Liftoff is an exciting time, and any crewperson who is not excited, doesn’t really understand what’s about to happen.

One crisp cool morning, you take a ride in a van with some of your friends out to a 37-story building, just as you’ve done many times before. It’s all so familiar. You take an elevator to the top floor of the building, walk to the end a long hallway, and wait to enter a small room.

As you lean against the structure, you feel it popping and creaking and groaning under the weight and frigid temperatures of a million pounds of liquid hydrogen and liquid oxygen poised in the belly of the booster. You see lights blinking, computers flashing, and gases venting and you realize that today, finally, this building’s come alive!

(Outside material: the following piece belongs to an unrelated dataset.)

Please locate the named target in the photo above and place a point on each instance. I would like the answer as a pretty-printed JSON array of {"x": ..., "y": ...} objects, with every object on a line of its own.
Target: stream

You try to erase the smile from your face as you slip into that small room, lie in a couch, and stare at a very familiar scene. After a few hours, one of your friends outside starts counting backwards from ten, you hear a tremendous sucking sound as propellants are ripped into combustion chambers. Then, far below and lasting less than a second, you feel eight engines ignite in a ripple fire, and you creep off the pad. The front of your mind is intently focused on gauges and potential abort procedures even as a whisper seeps up from the back of your mind, “Your basement just exploded.”

The first stage is noisy and rough, like a high-speed train with square wheels. At about one minute into the flight, you go through the speed of sound and also reach the maximum of the aerodynamic forces and turbulence. The vibration becomes severe; you feel like a fly glued to a paint shaker. Then it smoothes out a little until staging at two minutes, which jolts you like a head-on crash quickly followed by a sharp impact from the rear.

In contrast, the second stage resembles a long, smooth elevator ride that accelerates ever faster as the mass of the propellants burn away. Eventually, you weigh five times your normal weight, which is not bad because your heart is at the same elevation as your head. But it’s hard to lift a hand, and you notice your cheeks and ears sliding towards the back of your head.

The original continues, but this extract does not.